Adam Pertman, president of The Donaldson Adoption Institute in New York, said letting these cases “go on and on and on creates situations where no one wins the game.”
“If you don’t do the right thing from the start and include everyone whose rights might need to be considered, you travel a road that might end up with no possibility of a good ending,” Pertman said. “And that is unfortunate for everyone concerned.”
In the Manzanares case, the judge at least did not turn a father away — which is “what happens in many cases,” Pertman said.
“What we need to do in law and policy and practice and judicial process is not create situations that are this problematic for everyone concerned,” he said.

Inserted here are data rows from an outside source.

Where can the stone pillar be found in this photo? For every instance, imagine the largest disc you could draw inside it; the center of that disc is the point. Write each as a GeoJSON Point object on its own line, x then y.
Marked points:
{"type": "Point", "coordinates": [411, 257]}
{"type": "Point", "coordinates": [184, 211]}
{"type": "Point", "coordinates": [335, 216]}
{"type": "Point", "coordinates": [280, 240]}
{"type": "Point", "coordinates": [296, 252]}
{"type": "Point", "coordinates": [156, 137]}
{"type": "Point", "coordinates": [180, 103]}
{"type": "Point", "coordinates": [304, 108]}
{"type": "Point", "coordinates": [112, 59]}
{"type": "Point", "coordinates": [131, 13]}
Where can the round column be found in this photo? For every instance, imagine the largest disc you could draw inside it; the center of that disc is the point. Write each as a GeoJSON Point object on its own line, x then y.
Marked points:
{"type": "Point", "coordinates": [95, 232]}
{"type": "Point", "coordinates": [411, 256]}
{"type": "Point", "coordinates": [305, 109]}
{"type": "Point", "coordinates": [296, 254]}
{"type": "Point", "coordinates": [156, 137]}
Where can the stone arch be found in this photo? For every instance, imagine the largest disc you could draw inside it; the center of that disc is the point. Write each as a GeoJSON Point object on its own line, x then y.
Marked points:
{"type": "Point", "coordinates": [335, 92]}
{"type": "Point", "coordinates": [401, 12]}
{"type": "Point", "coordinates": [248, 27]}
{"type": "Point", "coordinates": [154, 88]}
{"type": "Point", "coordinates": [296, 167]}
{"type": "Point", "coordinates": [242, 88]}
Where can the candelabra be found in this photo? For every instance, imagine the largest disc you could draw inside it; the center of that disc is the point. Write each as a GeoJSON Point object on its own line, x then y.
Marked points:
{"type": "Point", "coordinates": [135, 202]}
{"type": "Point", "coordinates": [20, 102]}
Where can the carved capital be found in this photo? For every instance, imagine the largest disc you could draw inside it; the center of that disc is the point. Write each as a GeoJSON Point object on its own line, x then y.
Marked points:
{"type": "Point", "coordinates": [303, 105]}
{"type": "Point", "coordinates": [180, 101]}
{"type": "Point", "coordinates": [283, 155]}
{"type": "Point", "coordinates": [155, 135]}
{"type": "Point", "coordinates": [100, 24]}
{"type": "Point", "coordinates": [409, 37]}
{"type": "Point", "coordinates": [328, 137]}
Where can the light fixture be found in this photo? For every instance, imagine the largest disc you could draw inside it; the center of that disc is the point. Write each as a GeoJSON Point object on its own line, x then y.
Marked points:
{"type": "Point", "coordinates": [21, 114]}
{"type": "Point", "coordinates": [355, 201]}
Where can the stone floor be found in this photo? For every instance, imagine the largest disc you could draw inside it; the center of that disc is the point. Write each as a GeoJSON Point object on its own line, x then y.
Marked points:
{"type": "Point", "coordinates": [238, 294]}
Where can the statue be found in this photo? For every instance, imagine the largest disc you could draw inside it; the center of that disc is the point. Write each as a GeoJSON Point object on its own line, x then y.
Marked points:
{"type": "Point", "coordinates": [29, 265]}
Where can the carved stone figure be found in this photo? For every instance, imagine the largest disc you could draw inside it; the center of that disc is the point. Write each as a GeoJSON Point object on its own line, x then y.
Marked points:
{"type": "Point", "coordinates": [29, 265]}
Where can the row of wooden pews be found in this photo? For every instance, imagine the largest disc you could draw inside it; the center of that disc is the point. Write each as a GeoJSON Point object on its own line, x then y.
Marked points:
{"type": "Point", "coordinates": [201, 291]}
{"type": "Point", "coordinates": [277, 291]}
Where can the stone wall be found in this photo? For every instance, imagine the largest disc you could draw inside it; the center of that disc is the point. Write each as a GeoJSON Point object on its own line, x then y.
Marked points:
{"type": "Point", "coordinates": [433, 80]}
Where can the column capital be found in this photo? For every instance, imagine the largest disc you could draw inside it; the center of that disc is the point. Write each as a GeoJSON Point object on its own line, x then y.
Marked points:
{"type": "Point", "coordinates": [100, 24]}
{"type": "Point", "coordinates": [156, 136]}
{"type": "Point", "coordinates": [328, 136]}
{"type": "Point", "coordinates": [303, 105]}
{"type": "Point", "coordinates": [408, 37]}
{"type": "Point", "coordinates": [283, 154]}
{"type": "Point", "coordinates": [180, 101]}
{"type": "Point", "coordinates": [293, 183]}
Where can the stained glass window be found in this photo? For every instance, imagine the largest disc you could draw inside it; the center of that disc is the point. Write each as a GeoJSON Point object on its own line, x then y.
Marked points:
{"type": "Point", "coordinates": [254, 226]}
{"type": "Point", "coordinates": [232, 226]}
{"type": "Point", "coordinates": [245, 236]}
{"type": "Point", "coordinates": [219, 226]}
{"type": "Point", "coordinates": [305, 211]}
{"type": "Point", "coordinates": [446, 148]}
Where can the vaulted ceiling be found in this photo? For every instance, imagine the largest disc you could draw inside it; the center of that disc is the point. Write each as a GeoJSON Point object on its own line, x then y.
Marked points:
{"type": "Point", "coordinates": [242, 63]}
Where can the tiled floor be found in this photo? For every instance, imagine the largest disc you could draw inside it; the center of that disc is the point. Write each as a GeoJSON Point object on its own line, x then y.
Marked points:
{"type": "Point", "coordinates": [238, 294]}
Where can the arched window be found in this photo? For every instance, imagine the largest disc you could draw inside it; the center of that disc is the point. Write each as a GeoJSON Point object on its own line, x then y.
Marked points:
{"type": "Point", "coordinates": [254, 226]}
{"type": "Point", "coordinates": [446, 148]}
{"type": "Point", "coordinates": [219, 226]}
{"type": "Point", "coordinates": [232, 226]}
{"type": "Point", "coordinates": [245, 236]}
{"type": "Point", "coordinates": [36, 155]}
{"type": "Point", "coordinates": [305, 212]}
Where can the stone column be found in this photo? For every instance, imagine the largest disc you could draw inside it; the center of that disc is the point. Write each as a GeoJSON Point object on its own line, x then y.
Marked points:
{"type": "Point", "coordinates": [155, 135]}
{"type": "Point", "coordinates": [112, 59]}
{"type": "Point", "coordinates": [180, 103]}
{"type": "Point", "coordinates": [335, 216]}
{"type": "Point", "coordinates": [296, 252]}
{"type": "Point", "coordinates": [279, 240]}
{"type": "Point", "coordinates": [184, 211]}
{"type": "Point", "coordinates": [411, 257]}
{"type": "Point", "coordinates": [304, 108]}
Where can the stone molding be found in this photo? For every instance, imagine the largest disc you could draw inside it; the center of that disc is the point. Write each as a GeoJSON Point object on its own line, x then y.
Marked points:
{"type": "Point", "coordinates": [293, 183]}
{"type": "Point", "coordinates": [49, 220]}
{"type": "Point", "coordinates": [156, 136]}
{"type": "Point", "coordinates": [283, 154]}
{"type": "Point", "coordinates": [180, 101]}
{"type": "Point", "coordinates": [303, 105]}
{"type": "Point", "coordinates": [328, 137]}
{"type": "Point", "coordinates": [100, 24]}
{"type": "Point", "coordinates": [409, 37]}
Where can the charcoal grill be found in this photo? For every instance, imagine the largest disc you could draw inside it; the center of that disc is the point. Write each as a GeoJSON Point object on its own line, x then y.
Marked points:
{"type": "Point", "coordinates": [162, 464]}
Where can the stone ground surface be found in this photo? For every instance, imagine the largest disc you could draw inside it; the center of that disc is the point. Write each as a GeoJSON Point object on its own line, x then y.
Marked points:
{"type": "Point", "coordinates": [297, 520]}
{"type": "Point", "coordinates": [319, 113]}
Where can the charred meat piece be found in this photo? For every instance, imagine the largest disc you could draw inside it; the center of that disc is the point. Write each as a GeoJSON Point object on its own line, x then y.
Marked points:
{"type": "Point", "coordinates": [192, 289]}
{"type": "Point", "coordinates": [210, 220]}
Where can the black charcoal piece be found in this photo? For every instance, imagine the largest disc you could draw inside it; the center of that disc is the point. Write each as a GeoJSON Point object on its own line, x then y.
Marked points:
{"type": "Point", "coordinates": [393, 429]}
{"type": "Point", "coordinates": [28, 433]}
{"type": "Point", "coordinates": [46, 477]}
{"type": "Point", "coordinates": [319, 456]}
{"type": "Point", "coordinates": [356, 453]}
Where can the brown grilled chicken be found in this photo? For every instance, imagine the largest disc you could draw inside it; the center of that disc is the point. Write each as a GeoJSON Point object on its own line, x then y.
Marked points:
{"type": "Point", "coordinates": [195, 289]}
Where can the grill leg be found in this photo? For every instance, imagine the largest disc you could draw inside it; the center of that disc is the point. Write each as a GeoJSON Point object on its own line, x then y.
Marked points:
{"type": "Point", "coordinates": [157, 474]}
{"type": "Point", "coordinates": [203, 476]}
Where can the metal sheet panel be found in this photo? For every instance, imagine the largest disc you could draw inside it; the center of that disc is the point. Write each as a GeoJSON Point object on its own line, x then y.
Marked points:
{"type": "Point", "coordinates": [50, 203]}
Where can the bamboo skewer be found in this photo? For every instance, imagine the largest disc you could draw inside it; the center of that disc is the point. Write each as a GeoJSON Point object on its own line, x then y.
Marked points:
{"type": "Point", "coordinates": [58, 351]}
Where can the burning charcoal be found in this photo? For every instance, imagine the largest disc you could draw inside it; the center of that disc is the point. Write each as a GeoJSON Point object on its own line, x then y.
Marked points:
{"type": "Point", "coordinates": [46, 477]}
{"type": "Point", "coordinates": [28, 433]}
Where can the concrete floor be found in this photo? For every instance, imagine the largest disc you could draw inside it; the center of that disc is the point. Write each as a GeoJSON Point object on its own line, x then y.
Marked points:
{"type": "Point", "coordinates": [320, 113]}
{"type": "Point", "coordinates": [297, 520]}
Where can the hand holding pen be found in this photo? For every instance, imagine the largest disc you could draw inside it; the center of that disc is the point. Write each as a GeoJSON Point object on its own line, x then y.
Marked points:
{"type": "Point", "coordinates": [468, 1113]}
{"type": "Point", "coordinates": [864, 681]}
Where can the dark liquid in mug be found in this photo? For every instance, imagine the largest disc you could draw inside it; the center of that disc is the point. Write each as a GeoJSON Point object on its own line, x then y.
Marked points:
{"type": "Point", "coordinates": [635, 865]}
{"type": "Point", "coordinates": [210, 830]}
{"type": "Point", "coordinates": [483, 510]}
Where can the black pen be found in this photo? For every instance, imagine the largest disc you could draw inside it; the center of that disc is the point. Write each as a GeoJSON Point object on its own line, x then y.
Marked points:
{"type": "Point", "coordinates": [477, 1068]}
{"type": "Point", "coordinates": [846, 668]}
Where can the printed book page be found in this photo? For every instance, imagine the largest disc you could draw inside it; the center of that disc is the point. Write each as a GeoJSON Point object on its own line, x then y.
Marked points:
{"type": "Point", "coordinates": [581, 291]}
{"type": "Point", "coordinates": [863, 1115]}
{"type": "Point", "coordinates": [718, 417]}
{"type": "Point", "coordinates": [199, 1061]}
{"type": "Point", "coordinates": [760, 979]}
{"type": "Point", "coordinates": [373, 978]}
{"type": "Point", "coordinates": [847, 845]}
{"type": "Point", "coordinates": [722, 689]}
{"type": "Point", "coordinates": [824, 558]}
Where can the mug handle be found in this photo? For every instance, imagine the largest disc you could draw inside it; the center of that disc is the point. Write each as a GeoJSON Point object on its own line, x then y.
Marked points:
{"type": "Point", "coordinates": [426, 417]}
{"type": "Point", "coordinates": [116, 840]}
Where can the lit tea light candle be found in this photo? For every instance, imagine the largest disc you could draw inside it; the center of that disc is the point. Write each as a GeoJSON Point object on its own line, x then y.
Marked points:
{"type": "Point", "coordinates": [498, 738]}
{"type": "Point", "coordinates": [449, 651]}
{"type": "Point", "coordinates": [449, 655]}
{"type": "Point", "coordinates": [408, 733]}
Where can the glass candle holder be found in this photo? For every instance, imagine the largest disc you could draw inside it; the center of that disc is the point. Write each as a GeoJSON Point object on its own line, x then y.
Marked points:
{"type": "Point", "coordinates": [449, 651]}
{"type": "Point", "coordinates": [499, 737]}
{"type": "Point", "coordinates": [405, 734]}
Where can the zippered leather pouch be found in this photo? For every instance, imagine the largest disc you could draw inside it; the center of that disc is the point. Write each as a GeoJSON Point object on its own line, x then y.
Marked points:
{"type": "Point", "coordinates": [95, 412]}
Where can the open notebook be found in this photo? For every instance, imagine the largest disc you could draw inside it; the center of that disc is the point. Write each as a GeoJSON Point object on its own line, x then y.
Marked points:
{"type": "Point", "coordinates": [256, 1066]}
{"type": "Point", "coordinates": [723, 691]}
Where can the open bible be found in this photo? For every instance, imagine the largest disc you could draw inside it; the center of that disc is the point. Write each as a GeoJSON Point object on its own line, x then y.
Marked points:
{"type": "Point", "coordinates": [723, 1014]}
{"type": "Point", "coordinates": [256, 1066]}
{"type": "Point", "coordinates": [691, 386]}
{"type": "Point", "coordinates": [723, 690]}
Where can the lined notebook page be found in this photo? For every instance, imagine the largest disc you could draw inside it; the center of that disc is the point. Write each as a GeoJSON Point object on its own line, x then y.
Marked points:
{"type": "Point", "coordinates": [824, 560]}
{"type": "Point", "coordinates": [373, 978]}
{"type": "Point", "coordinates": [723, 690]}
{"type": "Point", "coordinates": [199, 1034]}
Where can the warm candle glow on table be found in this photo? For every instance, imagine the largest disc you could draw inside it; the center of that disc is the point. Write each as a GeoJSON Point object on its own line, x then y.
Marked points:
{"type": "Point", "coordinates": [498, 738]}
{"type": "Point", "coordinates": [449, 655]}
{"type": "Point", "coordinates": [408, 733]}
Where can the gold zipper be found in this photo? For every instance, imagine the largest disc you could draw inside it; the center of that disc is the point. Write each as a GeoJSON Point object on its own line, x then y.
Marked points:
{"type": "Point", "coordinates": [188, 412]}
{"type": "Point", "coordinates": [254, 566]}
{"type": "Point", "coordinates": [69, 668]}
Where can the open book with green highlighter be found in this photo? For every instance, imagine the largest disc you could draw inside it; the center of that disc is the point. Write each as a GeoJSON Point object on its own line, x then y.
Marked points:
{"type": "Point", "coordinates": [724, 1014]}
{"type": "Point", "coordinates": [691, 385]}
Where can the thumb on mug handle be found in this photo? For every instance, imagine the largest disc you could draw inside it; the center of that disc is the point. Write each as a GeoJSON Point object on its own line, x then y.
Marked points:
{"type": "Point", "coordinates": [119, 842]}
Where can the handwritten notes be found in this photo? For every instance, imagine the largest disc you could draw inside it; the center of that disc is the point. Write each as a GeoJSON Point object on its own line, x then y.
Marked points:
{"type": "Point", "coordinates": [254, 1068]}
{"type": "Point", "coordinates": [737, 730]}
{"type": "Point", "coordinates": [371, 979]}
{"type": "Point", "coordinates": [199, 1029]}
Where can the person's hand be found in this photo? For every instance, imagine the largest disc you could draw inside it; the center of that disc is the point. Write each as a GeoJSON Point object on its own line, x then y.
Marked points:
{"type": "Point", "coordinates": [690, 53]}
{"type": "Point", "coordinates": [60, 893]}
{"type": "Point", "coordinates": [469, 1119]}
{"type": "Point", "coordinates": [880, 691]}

Both Cheroutes and Hulen agree.
“I don’t think there is a silver bullet, but it might be a start if specialized procedures were adopted by states to deal with cases like this,” Cheroutes said.
Utah also might opt to follow the example of Colorado, where a birth mother is required to give a birth father notice of an adoption proceeding if she knows his whereabouts.
“Colorado tries to move pretty quickly and does protect the rights of the father,” Hulen said.
“It shouldn’t take four or five years in Utah, Colorado or anywhere else for a paternity or custody decision to be resolved,” he added. “Wherever such a case may be filed, one would hope the law would move forward a lot more quickly.”